<
>

Williams says there are 'no issues' with Robert Kubica limitations

play
Is Kubica the right man for Williams? (2:42)

Jennie Gow and Mark Gallagher share their thoughts on whether Robert Kubica is the right driver to take the vacant seat at Williams in 2018. (2:42)

ABU DHABI -- Williams technical chief Paddy Lowe has refused to give any indication of the team's plans for Robert Kubica beyond this week's tyre tests.

Kubica completed 100 laps of Yas Marina on Tuesday before handing the car over to Lance Stroll, the man he hopes to partner in 2018, for the final couple of hours. He returns to the car for a more condensed schedule on Wednesday, where he is expected to complete some runs on Pirelli's softest compounds.

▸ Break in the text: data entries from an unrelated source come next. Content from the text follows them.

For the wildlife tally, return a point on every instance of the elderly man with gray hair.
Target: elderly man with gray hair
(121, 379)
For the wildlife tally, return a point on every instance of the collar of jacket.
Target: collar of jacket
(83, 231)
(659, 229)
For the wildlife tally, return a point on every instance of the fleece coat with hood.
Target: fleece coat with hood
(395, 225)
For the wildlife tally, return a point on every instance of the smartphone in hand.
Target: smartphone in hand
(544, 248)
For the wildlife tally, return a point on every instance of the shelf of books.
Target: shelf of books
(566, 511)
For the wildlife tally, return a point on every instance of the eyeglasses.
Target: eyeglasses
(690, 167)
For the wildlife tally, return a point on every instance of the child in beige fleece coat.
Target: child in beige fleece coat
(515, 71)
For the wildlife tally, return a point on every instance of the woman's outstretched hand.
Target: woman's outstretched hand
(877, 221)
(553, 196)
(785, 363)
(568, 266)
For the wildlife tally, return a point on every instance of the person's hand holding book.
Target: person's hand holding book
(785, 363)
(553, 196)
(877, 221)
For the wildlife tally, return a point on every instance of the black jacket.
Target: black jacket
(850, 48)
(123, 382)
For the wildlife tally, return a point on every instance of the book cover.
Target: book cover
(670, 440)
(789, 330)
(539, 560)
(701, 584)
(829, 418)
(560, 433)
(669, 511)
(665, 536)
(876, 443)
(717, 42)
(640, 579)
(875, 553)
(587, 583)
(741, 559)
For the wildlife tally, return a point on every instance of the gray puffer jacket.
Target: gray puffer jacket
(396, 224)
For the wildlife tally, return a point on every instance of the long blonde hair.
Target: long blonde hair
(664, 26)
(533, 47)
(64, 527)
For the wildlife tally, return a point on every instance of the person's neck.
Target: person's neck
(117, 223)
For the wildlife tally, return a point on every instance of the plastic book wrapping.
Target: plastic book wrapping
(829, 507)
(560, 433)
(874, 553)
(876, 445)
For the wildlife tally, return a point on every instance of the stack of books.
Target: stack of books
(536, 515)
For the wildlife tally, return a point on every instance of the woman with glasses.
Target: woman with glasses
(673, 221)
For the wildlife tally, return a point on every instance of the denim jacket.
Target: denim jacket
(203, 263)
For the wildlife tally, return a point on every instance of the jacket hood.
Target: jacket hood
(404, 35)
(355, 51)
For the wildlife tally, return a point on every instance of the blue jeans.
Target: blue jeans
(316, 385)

Though the purpose of the two days at Abu Dhabi is a tyre test for the teams to collect data and build understanding about Pirelli's 2018 compounds, which include the new hyper-soft tyre, it is also believed to be a crucial part of the team's evaluation of the Polish driver. Kubica, who nearly lost his right arm in a 2011 rallying crash, is hoping to complete on of the most remarkable returns in F1 history.

Lowe said the entire team was impressed by the way he approached the test.

"Robert did a great job," he said. "We were very happy with that absolutely with the number of laps and with the running altogether.

"He is a driver of tremendous experience and very knowledgable around his work. His job is a professional racing driver so he has that confident and you can feel it in the garage so everybody's happy with Robert ... Robert is a driver that we've all admired when he drove in Formula One and even since then. It's a great example of his character and that he considered coming back from this accident that he had and fighting away just seeking if he could come back into Formula One."

However, he was also keen to stress that the test is more than just about evaluating Kubica's performance.

"This is a tyre test and it's been really great to work with Robert and Lance as well -- the combination of the two -- to look at the new tyres for next year. We covered all the compounds except the super-hard and the hard, but the other five compounds we have gone through -- also referencing to the 2017 soft and ultra-soft. It was fascinating to be able to get the feedback on the tyres and in Robert's case we also had the comparison to the 2014 car, which is also very interesting."

In his own media session, Kubica had admitted that some limitations from his Ronde di Andora crash still linger but that he is finding "compensations" in order to drive around them. The main question-mark over Kubica's return is whether his right arm -- which still carries extensive scars from the crash -- would allow him to complete a full season of racing.

When asked if he was 100 percent satisfied Kubica would be able to complete long stints in the car and race simulations, Lowe replied simply: "Yeah, there are no issues around that subject."

Pressed on what the next step would be in terms of deciding 2018's line-up, he said: "I'm not talking about steps. We were testing and understanding tyres on the car and Robert is a fantastic driver to contribute to that process."